Straightpoint (UK, Netherlands) – Load cell manufacturer Straightpoint (SP) has teamed up with measurement equipment specialist Tarka-Systems B.V. to add to its extensive range a product that can be left at a jobsite for a period of time and capture data from up to six monitoring devices.
The Multi Operation Survey System (MOSS) features six, 4-20 milliamp (mA) inputs that collect information when multiple types of data are required, captured by load cells, thermometers, anemometers and other technologies. The MOSS, boasting USB data storage capability, is typically applied where data needs to be gathered over a period of time, say, when conditions are likely or known to change.

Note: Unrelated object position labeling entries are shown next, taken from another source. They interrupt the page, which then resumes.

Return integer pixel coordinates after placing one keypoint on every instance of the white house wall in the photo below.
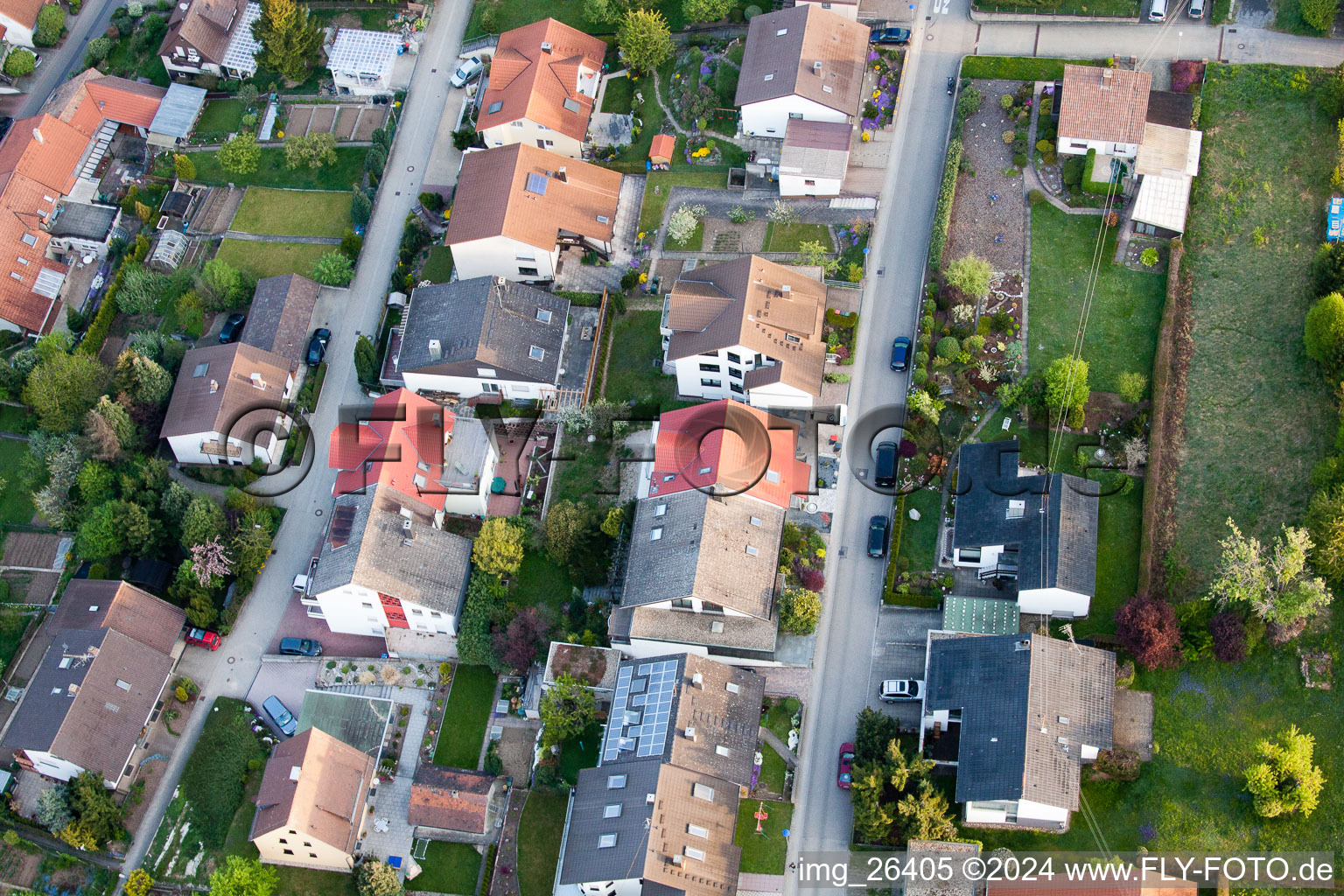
(770, 117)
(504, 256)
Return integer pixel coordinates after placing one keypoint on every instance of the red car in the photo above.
(845, 766)
(202, 639)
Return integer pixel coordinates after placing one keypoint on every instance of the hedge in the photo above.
(942, 216)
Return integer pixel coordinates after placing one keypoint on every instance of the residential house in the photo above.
(1102, 109)
(483, 336)
(453, 803)
(436, 462)
(1167, 164)
(726, 448)
(211, 38)
(1022, 713)
(516, 207)
(802, 62)
(228, 406)
(702, 577)
(747, 329)
(657, 813)
(361, 62)
(280, 316)
(97, 688)
(815, 158)
(18, 20)
(1035, 531)
(311, 803)
(541, 89)
(382, 567)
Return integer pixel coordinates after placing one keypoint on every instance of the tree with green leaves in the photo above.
(241, 155)
(1288, 780)
(241, 876)
(1277, 586)
(567, 708)
(644, 39)
(333, 269)
(499, 547)
(290, 39)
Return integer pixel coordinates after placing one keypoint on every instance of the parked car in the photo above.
(233, 328)
(895, 690)
(890, 35)
(300, 648)
(900, 354)
(878, 527)
(468, 72)
(202, 639)
(845, 775)
(318, 346)
(283, 718)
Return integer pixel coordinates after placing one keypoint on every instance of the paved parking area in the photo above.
(898, 652)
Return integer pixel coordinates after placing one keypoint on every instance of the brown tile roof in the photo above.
(744, 303)
(533, 83)
(92, 604)
(449, 798)
(683, 860)
(213, 401)
(785, 46)
(1103, 103)
(207, 25)
(494, 198)
(318, 786)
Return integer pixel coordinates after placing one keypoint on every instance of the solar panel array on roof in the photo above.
(641, 710)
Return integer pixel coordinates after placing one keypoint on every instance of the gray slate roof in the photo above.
(1065, 535)
(484, 323)
(1019, 696)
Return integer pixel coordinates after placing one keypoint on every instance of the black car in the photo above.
(878, 527)
(890, 35)
(233, 328)
(900, 354)
(318, 346)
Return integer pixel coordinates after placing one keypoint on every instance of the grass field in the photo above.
(787, 238)
(222, 116)
(539, 850)
(272, 260)
(1126, 304)
(292, 213)
(469, 704)
(1250, 383)
(449, 868)
(272, 172)
(762, 853)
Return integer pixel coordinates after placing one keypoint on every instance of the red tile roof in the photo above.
(732, 449)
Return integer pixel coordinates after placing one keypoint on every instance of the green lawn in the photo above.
(788, 238)
(293, 213)
(469, 705)
(220, 116)
(272, 260)
(449, 868)
(1126, 305)
(1254, 223)
(662, 182)
(272, 172)
(762, 853)
(438, 268)
(15, 501)
(539, 850)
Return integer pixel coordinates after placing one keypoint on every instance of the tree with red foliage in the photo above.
(1146, 627)
(1228, 637)
(519, 644)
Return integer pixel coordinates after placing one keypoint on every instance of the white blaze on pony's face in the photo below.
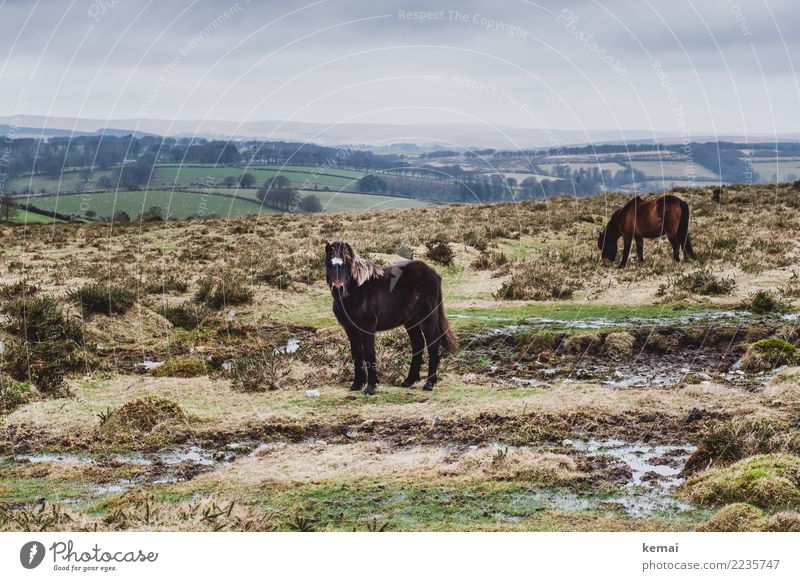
(337, 267)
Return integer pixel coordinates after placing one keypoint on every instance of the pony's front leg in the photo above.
(626, 250)
(368, 341)
(357, 351)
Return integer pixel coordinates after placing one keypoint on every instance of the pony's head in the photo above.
(344, 268)
(607, 242)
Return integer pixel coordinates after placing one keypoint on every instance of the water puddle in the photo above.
(292, 345)
(655, 473)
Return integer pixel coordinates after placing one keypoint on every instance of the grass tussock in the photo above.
(181, 367)
(538, 282)
(770, 481)
(141, 417)
(700, 282)
(727, 441)
(216, 292)
(768, 354)
(102, 299)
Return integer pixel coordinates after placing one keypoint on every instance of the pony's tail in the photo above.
(683, 231)
(447, 339)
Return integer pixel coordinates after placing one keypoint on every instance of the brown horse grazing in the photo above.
(651, 218)
(368, 298)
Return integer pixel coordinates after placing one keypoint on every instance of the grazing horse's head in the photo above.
(344, 268)
(607, 242)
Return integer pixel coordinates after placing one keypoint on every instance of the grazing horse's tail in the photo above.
(683, 231)
(447, 338)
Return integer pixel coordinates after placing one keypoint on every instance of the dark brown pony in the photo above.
(651, 218)
(368, 298)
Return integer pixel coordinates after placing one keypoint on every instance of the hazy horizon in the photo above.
(716, 68)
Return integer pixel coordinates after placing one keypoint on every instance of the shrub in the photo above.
(19, 289)
(274, 274)
(767, 354)
(263, 372)
(439, 251)
(704, 282)
(168, 284)
(737, 517)
(181, 367)
(768, 481)
(186, 315)
(618, 345)
(48, 346)
(100, 298)
(142, 416)
(40, 319)
(535, 342)
(731, 440)
(538, 282)
(13, 394)
(489, 260)
(218, 292)
(764, 301)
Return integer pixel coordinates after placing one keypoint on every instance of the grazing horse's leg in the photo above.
(357, 351)
(676, 248)
(640, 248)
(417, 346)
(368, 340)
(429, 330)
(626, 250)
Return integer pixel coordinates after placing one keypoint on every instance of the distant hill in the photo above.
(372, 134)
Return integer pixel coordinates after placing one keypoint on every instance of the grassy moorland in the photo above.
(189, 375)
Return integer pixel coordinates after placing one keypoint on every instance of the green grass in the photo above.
(25, 217)
(30, 490)
(348, 202)
(566, 312)
(439, 506)
(69, 181)
(166, 175)
(178, 204)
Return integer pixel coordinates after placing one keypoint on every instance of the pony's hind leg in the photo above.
(370, 358)
(417, 346)
(357, 352)
(676, 249)
(429, 330)
(640, 248)
(688, 251)
(626, 250)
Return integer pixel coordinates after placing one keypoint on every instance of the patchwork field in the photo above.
(191, 376)
(175, 205)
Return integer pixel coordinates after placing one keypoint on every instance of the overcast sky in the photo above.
(701, 66)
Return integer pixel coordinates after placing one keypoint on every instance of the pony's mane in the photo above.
(361, 269)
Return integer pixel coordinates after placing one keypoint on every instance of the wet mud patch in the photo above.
(655, 357)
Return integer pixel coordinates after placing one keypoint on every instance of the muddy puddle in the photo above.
(696, 318)
(647, 477)
(657, 356)
(163, 467)
(631, 478)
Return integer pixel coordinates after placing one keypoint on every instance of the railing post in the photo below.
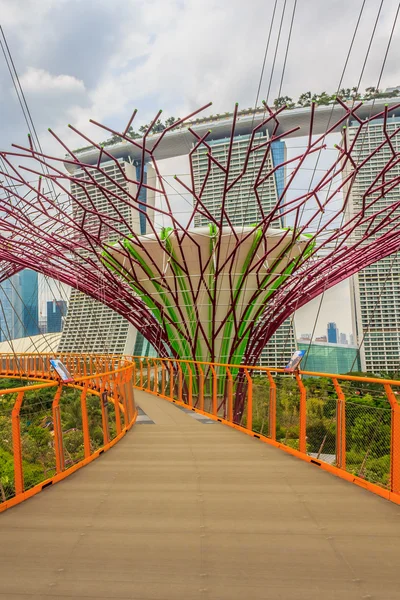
(122, 391)
(395, 441)
(200, 401)
(58, 438)
(214, 392)
(272, 406)
(302, 415)
(340, 426)
(180, 382)
(171, 380)
(249, 424)
(162, 378)
(190, 391)
(148, 388)
(229, 393)
(155, 383)
(104, 412)
(85, 422)
(115, 394)
(17, 450)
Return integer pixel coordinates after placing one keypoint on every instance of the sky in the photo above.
(81, 59)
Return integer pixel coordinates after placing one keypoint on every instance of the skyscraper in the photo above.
(375, 290)
(91, 326)
(332, 333)
(56, 311)
(19, 313)
(29, 293)
(244, 210)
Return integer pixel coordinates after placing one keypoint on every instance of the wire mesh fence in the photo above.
(350, 423)
(47, 428)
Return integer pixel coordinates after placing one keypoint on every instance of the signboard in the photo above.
(294, 362)
(61, 370)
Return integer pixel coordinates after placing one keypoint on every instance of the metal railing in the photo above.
(49, 429)
(344, 424)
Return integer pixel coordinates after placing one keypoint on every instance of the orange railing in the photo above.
(49, 429)
(344, 424)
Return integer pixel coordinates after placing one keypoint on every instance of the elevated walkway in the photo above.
(186, 508)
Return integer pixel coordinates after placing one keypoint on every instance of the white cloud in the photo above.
(40, 81)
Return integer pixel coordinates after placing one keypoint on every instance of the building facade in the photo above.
(332, 333)
(323, 357)
(375, 291)
(90, 326)
(243, 209)
(19, 313)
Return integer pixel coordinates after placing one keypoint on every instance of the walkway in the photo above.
(186, 509)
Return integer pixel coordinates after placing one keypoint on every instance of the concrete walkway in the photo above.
(186, 509)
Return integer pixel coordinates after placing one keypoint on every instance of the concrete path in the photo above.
(186, 509)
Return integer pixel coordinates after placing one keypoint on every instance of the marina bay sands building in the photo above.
(244, 210)
(376, 289)
(90, 326)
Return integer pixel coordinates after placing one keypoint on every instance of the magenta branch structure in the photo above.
(215, 292)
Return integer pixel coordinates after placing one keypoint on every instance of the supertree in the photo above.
(216, 292)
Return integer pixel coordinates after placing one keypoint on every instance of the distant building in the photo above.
(56, 311)
(91, 326)
(19, 314)
(29, 294)
(375, 291)
(321, 338)
(330, 358)
(243, 208)
(332, 333)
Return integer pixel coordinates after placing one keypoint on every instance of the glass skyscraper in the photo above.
(56, 311)
(376, 289)
(19, 313)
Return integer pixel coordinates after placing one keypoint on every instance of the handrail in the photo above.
(37, 415)
(353, 439)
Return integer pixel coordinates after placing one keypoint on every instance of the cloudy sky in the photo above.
(81, 59)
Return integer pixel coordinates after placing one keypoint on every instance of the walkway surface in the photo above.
(186, 509)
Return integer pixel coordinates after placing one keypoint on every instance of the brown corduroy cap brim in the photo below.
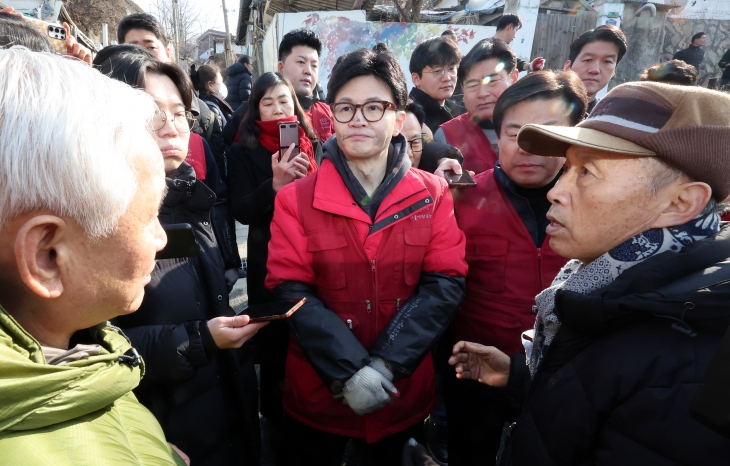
(687, 127)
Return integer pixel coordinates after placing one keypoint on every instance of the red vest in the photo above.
(320, 115)
(364, 284)
(196, 156)
(506, 270)
(469, 138)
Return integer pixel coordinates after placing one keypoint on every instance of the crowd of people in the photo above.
(566, 307)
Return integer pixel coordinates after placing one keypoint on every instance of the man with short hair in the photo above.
(374, 247)
(239, 79)
(485, 72)
(507, 28)
(594, 55)
(299, 53)
(625, 334)
(433, 66)
(78, 238)
(694, 54)
(510, 260)
(144, 30)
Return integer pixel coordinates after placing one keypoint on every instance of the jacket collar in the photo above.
(332, 195)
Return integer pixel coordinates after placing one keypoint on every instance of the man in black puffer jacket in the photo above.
(238, 81)
(627, 330)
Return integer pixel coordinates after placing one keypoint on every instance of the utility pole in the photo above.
(229, 50)
(176, 29)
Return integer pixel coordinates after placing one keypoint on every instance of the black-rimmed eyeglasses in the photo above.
(372, 110)
(183, 121)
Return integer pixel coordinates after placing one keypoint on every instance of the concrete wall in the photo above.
(679, 31)
(645, 36)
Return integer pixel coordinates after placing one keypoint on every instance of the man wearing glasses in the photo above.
(433, 68)
(374, 247)
(485, 72)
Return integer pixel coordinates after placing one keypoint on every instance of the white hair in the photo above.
(67, 140)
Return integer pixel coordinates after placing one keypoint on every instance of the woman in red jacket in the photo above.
(255, 174)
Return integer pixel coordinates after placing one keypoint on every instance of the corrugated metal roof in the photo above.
(294, 6)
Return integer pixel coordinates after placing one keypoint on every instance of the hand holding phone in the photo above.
(462, 180)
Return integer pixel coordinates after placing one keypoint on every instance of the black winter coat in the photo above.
(238, 82)
(204, 398)
(252, 203)
(615, 385)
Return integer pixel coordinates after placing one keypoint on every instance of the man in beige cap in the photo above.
(625, 333)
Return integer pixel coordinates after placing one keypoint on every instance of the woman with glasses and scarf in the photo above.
(256, 172)
(198, 381)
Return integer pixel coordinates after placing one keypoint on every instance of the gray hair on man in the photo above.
(72, 154)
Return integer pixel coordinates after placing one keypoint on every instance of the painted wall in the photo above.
(340, 34)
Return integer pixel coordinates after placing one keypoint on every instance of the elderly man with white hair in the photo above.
(80, 187)
(625, 334)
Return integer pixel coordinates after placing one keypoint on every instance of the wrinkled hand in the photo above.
(367, 391)
(231, 276)
(485, 364)
(286, 171)
(232, 332)
(184, 457)
(75, 49)
(537, 64)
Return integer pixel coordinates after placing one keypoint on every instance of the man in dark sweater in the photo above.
(694, 54)
(433, 68)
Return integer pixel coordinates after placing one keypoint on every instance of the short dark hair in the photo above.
(305, 37)
(437, 51)
(202, 75)
(605, 33)
(249, 129)
(141, 21)
(18, 31)
(671, 72)
(417, 110)
(507, 19)
(365, 62)
(133, 68)
(449, 33)
(105, 53)
(484, 50)
(544, 85)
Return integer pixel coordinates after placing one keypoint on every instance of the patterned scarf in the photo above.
(580, 278)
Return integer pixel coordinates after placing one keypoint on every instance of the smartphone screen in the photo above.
(181, 242)
(464, 179)
(273, 311)
(288, 135)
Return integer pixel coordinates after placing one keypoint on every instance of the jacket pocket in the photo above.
(416, 242)
(487, 260)
(328, 257)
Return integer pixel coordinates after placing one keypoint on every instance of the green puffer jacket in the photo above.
(80, 413)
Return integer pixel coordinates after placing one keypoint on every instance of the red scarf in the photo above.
(269, 138)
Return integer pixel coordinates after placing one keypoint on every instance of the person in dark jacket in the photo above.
(694, 54)
(433, 68)
(374, 247)
(144, 30)
(199, 383)
(594, 55)
(725, 65)
(510, 260)
(257, 173)
(239, 79)
(625, 333)
(208, 82)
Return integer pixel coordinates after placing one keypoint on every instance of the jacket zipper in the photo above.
(539, 267)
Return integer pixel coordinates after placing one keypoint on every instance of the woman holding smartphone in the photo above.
(256, 171)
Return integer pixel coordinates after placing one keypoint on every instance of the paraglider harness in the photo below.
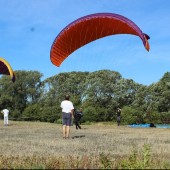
(78, 115)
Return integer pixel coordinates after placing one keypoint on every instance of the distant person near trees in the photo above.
(78, 114)
(5, 112)
(118, 111)
(67, 116)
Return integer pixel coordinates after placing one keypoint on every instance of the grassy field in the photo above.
(40, 145)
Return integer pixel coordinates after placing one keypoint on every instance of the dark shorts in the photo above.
(66, 119)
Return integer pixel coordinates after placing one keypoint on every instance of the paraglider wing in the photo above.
(6, 69)
(89, 28)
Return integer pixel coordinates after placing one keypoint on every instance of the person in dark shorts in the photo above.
(77, 117)
(67, 116)
(118, 111)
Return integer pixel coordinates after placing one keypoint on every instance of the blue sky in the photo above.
(29, 27)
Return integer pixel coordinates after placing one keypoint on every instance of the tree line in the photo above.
(99, 93)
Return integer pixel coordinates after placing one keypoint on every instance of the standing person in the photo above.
(118, 116)
(77, 117)
(67, 115)
(5, 112)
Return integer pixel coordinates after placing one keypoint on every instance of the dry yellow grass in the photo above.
(37, 138)
(22, 139)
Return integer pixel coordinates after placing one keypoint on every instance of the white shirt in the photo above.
(5, 112)
(67, 106)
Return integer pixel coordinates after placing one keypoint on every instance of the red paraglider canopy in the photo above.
(89, 28)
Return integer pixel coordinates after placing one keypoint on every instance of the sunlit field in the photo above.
(40, 145)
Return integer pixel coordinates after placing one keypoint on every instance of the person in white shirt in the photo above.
(5, 112)
(67, 116)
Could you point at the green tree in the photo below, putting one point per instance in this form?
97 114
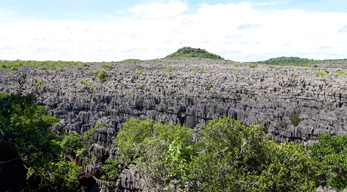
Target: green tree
331 155
158 146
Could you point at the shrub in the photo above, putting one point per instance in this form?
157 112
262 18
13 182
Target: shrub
330 152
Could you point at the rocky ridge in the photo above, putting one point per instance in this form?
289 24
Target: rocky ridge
196 91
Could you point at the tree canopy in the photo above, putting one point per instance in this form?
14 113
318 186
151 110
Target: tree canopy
194 52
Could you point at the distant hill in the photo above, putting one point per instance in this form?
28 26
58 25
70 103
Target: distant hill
194 52
296 61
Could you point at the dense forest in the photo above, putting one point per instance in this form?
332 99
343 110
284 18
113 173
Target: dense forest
227 156
193 52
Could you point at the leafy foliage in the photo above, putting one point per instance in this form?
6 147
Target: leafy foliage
151 142
25 126
331 155
193 52
229 156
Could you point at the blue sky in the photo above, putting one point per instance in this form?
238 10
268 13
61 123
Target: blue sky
111 30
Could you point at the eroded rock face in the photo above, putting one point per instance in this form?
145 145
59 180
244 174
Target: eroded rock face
197 91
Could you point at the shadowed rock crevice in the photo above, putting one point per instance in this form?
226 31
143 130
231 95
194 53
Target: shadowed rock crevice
194 92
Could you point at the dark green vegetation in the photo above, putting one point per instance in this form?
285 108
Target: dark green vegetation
193 52
229 156
295 61
26 134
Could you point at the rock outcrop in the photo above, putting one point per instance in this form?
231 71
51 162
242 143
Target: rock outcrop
197 91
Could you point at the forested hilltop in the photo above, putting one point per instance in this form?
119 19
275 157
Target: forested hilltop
194 52
172 124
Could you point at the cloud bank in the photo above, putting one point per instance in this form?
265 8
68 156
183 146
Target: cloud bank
236 31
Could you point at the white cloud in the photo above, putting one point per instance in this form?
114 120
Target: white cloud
235 31
172 9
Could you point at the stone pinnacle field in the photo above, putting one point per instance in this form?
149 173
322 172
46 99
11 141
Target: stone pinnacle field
292 103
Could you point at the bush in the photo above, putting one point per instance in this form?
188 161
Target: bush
330 153
228 156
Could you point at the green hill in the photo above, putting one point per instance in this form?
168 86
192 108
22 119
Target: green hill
194 52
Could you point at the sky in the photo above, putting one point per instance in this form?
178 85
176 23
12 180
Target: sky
114 30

Originally designed for the marine industry, where wind speed and sea state might be among variables, the product is provided in an IP67-rated, portable case, mounted on which are the connectors (also IP67 rated) that can be used while the case is closed, offering protection from the elements—even snow and ice. The MOSS has also been successful in construction and infrastructure applications where other demands are placed upon it.
David Ayling, director at SP, said: “It is both compatible with our range of force measurement products and suited to use in many of the environments where SP equipment is already commonplace. The SP brand is synonymous with technologically advanced, durable equipment and we look forward to opening new markets for Tarka’s innovative solution.”
The MOSS’s case provides readout, presentation and storage of multiple sensor signals and houses the system’s key components, including screen with user control buttons and battery supply with status display. The battery lasts for up to 24 hours but an additional power pack extends this to up to five days for applications where monitoring is required over longer time periods.
Henry Wijgerse, owner of Tarka-Systems B.V., explained that the product was to some extent conceptualised during his time at Maritime Research Institute Netherlands (MARIN), which is principally engaged in nautical research.
He said: “I spent over a decade working on oil rigs and ships, and detected a need to provide the market with the technologies that we were using to capture and then provide it with data. However, MARIN wasn’t interested in product centric initiatives—it was a research organisation—hence the formation of Tarka in 2011.”
Wijgerse added: “[Two years later] a customer from the salvage sector wanted a solution for gathering data about a stranded ship, including the draft, angle of wreck, water depth, and how deep the vessel was in the sand, so they could calculate the towing force required to complete a rescue. It wasn’t called the MOSS at the time, but our solution was the blueprint from which future innovations have been based.”
Ayling concluded: “Since we’ve introduced Mike Neal [product sales engineer] and Marcus MacDonald [machine shop supervisor] to the company, we’ve generated an increasing number of enquiries for custom products with autonomous logging, but it might not be practical to leave a laptop, for example, exposed to the elements. The MOSS fills that gap in our offering.”
Custom versions are available upon request.